/initial-value-search

A grid search code for initial values in non-linear estimations

Primary LanguageStata

Introduction

  1. When estimating a non-linear model, it is suggested to provide initial values for the parameters as it either helps the model to converge or shortens the iteration process. However, how can we determine the initials? Moreover, assuming more than one parameter, which combinations of initials should we try? This code answers this question.
  2. Among all possible combinations of initial values defined for the parameters, this code chooses a combination of initial values that provides the smallest sum squared residuals (SSR), and then estimates the model using these initials.
  3. I have benefited from the discussion in the Stata forum https://www.stata.com/statalist/archive/2005-07/msg00485.html
  4. I have written this code using Stata 13 on 6/12/2017.

Estimation Framework

  1. The estimated model is a non-linear constant elasticity of substitution (CES) production function, which defines the productivity of inputs , i.e., gi(t) where i=L,K, as a Box-Cox transformation as in Leon-Ledesma et al. (2010): alt text
  2. Variables of the model: Y=Real output, L=Labor (employment), K=Capital services index, Y_bar=geometric mean of Y, L_bar=geometric mean of L, K_bar=geometric mean of K, t_bar=average of t (time) ,
  3. Parameters of the model; σ= elasticity of substitution between labor L and K, π= share of capital in national income, ɣL= productivity growth of L, ɣK= productivity growth of K, λK= curvature of the productivity level of K, A= normalization constant.

The code

  1. The program for the above model is called “nlmynlmodel”. I defined two locals; one for labor part and one for capital part in the CES function, and I labeled their sum as “term2”.
  2. As the CES is non-linear “nl” command is used for the estimation.
  3. Next, in Part 2, I determined the vectors of possible initial values for parameters. For instance, for σ I used a range from 0.5 to 1.2, including 7 different values.
  4. In Part 3, the code tries all possible combinations of initials and computes the SSR of the model. I have declared the maximum number of iteration as 1 in this part.
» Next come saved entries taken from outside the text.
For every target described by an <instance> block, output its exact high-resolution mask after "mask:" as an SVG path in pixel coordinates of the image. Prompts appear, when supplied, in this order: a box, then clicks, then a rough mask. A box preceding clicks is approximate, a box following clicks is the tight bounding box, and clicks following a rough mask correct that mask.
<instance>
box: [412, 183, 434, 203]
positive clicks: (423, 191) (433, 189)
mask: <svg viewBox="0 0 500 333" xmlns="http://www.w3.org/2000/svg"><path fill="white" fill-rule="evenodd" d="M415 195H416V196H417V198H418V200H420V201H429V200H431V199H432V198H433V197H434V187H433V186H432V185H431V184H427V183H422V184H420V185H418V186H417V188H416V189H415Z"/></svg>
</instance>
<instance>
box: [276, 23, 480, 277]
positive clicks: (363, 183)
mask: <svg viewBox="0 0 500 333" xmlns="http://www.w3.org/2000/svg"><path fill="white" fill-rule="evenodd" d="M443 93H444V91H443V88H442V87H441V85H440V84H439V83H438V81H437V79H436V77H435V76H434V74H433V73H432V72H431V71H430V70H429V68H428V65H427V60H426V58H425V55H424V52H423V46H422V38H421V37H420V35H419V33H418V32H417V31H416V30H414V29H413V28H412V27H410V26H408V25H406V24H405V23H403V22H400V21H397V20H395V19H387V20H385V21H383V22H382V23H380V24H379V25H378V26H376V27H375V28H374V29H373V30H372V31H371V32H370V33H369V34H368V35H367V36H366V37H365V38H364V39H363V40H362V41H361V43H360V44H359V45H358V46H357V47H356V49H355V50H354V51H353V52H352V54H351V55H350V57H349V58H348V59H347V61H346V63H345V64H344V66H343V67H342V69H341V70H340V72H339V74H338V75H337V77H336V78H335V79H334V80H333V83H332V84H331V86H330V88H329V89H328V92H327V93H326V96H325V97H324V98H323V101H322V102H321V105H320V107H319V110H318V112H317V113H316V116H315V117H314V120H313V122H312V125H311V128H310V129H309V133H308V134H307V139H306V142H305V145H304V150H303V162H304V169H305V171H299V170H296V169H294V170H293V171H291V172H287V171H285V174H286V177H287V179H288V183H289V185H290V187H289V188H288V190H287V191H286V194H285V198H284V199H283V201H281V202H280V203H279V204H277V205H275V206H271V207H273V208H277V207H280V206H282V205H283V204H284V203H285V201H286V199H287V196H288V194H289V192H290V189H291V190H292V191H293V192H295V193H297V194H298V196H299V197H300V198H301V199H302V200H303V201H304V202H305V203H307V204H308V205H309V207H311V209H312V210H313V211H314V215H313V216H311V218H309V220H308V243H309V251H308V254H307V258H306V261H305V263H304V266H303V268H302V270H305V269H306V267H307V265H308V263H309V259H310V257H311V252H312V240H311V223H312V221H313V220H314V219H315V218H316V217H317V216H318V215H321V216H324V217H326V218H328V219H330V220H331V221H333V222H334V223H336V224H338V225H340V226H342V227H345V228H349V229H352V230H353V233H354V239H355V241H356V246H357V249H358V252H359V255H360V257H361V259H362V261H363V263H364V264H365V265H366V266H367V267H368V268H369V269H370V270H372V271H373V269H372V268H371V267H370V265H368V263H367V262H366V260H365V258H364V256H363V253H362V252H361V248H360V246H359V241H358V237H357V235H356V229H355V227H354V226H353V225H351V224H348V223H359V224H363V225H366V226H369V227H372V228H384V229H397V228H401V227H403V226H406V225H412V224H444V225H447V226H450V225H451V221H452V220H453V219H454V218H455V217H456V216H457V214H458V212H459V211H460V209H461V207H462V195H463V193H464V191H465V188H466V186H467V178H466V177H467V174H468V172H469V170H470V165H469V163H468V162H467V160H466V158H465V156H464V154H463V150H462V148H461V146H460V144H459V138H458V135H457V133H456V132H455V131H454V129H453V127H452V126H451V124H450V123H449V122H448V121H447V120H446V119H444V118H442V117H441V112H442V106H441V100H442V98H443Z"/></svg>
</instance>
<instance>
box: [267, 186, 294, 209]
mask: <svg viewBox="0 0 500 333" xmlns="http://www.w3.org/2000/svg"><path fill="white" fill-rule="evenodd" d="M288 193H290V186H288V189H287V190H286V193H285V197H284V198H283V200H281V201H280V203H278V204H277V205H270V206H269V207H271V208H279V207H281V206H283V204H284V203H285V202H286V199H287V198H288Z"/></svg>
If you change this number (or if you completely delete it), the computation will get longer. However, be aware that the selected initials can change depending on the number of iterations.
  5. In Part 4, the code estimates the model using the selected combination of initials that gives the minimum SSR. Here, I do not indicate any max number for iteration.
  6. The last part of the code is a hypothesis test for σ=1, i.e., whether the function is significantly different form the Cobb-Douglas or not.

How the code is run

  1. Download the code and data file I have provided in this repo to your computer.
  2. Open the .do file in Stata. Then File>Open> choose the .dta file.
  3. Push the execute (do) button in .do file.

Outputs after the code is run

  1. The first thing you should notice is the lowest SSR information shown on the screen. Also, you can see the estimation results.
  2. Here, for my imaginary economy, I find that the elasticity is estimated as 0.25 and significantly below unity. So, L and K are complements. The capital’s share in national income is found as 0.43. The long-run growth in labor productivity is close to 1 percent, while that of capital is -0.1 percent. λK is estimated to be negative. Hence, ɣK and λK signal that capital’s productivity decreases at a decreasing rate. alt text

References

Leon-Ledesma, M. A, McAdam, P. and A. Willman. 2010. Identifying the elasticity of substitution with biased technical change. American Economic Review Vol.100 (4), 1330-57.